无法创建适当的选择器来解析某些信息答案

【问题标题】：Unable to create appropriate selectors to parse some information无法创建适当的选择器来解析某些信息
【发布时间】：2018-03-12 21:24:38
【问题描述】：

我使用 css 选择器在 python 中编写了一个脚本来解析网页中的一些姓名和电话号码。我创建的脚本没有给我预期的结果；相反，一些我不想要的信息也随之而来。如何纠正我的选择器，使其仅解析名称和电话号码，而不解析其他任何内容。为了您的考虑，我在底部粘贴了一个包含 html 元素的链接。提前致谢。

这是我写的：

from lxml.html import fromstring
root = fromstring(html)
for tree in root.cssselect(".cbFormTableEvenRow"):
    try:
        name = tree.cssselect(".cbFormDataCell span.cbFormData")[0].text
    except:
        name = ""
    try:
        phone = tree.cssselect(".cbFormLabel:contains('Phone Number')+td.cbFormDataCell .cbFormData")[0].text
    except:
        phone = ""
    print(name,phone)

我期望的结果：

JAYMES CARTER (402)499-8846

我得到的结果：

1840390831 
RESIDENTIAL 
JAYMES CARTER (402)499-8846
  
None 
My valuation jumped by almost $60,000 in one year.

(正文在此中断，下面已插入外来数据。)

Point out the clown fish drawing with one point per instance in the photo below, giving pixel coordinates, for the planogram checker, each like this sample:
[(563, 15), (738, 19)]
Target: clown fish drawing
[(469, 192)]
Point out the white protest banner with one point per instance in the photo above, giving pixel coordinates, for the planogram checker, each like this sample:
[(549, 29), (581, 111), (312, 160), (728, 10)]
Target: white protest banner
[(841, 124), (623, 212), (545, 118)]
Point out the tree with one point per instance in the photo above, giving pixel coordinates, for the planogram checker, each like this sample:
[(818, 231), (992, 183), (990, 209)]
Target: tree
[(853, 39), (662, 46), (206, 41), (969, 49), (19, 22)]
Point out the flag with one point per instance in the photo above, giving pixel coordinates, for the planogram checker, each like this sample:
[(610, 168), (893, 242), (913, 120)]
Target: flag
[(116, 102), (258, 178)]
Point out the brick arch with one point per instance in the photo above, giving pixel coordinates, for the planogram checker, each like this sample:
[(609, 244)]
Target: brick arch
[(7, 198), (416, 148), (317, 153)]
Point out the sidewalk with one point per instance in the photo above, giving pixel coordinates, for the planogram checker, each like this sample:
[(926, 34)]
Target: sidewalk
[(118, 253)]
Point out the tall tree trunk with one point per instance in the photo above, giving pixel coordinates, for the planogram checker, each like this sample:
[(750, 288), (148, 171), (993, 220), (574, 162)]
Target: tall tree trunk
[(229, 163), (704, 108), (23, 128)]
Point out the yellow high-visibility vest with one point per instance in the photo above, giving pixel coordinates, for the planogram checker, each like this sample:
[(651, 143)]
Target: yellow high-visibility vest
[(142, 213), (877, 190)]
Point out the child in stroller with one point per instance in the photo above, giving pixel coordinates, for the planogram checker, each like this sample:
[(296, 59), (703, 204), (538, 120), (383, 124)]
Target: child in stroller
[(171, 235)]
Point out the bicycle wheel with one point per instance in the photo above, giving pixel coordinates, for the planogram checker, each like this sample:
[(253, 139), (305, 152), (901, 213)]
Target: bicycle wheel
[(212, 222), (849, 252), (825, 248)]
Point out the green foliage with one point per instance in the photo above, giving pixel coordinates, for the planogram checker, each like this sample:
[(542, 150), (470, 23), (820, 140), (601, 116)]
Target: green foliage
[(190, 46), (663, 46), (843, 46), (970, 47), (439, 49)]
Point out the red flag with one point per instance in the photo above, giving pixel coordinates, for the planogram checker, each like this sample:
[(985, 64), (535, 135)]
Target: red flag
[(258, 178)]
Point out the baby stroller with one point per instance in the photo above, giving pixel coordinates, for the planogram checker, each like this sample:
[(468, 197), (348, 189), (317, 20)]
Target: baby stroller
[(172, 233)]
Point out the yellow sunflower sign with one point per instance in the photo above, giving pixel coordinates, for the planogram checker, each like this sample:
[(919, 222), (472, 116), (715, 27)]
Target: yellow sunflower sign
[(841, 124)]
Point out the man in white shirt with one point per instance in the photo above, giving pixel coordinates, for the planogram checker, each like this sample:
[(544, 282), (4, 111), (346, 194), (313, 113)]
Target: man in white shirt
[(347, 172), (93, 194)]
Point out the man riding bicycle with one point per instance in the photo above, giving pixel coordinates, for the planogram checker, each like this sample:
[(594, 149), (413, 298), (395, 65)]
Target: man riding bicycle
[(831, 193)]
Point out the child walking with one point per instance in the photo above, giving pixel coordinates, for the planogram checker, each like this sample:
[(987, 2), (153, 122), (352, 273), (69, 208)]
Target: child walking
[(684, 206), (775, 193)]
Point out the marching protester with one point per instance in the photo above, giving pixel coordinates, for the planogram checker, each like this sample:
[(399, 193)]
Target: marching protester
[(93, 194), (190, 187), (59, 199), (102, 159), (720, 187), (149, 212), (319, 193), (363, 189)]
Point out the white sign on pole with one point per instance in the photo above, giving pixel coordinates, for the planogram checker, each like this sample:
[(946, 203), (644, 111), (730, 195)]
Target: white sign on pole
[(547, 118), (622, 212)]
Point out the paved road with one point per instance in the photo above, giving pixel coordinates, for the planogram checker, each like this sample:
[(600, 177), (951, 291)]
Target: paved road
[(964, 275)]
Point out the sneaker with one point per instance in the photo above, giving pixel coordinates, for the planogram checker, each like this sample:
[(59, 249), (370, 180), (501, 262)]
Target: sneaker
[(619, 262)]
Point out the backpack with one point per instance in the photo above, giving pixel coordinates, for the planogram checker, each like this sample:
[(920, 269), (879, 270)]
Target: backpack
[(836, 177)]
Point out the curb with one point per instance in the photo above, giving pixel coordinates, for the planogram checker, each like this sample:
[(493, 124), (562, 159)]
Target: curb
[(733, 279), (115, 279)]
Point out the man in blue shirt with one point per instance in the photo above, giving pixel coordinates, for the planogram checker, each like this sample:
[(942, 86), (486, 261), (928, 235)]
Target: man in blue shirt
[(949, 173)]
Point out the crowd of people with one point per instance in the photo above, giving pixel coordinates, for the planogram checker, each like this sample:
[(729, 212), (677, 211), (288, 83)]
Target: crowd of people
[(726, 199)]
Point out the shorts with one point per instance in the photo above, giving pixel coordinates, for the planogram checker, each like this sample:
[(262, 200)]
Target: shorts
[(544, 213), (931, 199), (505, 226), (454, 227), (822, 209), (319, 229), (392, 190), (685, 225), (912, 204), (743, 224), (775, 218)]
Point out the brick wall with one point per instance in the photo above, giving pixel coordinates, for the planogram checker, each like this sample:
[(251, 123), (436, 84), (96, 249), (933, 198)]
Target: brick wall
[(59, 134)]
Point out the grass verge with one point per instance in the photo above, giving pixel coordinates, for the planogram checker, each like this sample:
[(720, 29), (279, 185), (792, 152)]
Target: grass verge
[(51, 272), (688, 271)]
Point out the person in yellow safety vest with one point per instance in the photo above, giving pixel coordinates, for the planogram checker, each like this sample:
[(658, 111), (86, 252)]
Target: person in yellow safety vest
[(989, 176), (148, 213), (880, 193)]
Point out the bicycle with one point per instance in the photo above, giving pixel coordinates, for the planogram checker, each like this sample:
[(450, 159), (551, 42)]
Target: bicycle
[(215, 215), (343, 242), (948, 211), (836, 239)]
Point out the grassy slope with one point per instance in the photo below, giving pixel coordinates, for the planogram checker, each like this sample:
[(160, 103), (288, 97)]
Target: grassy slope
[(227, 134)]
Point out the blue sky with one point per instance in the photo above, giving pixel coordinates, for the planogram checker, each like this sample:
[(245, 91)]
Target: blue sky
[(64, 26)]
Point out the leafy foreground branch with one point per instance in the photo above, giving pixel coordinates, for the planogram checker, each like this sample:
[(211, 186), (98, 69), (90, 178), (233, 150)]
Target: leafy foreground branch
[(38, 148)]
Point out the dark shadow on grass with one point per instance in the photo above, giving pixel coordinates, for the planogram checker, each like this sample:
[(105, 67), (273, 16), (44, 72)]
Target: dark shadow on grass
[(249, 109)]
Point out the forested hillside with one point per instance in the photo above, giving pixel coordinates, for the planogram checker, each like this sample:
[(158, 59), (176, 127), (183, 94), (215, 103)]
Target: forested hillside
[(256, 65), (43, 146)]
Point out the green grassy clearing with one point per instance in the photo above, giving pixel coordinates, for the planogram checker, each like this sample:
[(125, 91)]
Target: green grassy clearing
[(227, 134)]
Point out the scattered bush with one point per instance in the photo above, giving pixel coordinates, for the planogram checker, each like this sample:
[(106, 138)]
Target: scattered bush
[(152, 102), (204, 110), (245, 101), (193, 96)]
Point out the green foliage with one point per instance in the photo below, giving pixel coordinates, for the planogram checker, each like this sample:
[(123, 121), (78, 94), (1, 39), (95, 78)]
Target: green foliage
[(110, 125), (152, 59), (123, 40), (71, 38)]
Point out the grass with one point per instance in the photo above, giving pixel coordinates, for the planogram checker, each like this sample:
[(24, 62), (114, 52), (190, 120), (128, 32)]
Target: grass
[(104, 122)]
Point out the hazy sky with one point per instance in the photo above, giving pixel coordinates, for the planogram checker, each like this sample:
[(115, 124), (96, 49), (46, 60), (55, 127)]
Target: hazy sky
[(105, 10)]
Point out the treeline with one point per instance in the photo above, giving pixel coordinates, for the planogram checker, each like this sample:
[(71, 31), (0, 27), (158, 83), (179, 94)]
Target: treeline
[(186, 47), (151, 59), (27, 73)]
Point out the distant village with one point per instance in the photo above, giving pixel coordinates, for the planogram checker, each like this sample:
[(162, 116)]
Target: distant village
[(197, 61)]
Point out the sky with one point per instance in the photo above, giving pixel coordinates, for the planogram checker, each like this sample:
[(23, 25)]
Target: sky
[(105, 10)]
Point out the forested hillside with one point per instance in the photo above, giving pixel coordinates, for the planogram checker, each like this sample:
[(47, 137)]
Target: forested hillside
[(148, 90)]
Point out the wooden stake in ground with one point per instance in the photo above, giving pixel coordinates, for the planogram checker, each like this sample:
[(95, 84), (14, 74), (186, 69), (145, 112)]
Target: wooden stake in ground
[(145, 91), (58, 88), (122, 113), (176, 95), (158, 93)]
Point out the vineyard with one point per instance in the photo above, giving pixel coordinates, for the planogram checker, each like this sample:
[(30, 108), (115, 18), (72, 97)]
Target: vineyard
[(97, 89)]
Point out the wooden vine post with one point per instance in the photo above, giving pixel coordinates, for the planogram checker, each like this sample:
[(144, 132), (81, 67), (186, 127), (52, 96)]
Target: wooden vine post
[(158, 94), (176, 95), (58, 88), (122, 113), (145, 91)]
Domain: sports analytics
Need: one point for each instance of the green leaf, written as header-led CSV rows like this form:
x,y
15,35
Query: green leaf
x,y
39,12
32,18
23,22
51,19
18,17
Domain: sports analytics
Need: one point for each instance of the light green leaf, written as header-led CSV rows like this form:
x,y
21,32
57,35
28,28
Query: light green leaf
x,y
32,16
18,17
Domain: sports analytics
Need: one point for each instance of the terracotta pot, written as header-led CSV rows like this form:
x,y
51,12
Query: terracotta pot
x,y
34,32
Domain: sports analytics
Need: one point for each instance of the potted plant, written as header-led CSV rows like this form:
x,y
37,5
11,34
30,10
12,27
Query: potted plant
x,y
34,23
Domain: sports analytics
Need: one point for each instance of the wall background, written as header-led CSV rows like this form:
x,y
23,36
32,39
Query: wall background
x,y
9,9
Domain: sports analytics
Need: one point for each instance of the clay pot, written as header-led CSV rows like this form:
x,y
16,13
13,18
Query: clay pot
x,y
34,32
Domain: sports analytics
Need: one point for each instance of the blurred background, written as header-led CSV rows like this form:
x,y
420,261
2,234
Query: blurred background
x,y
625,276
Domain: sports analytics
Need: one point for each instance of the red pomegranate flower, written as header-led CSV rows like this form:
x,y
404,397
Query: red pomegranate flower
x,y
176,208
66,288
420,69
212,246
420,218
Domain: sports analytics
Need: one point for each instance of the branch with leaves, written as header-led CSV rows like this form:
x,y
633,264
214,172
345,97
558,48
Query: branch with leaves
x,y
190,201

There are multiple comparable properties nearby that are much lower than my $194,300 evaluation, and a lot closer to my 2016 year evaluation of $134,400.

链接到html文件：

https://www.dropbox.com/s/64apg5cjpssd3hb/html_table.html?dl=0

【问题讨论】：

为什么不使用 xpath ？

标签： python python-3.x web-scraping css-selectors

【解决方案1】：

找到tr 元素，它是span 的祖父母，其文本是“电话号码”。从那里，获取所需项目的 td 元素，并按照从这些到其文本的层次结构。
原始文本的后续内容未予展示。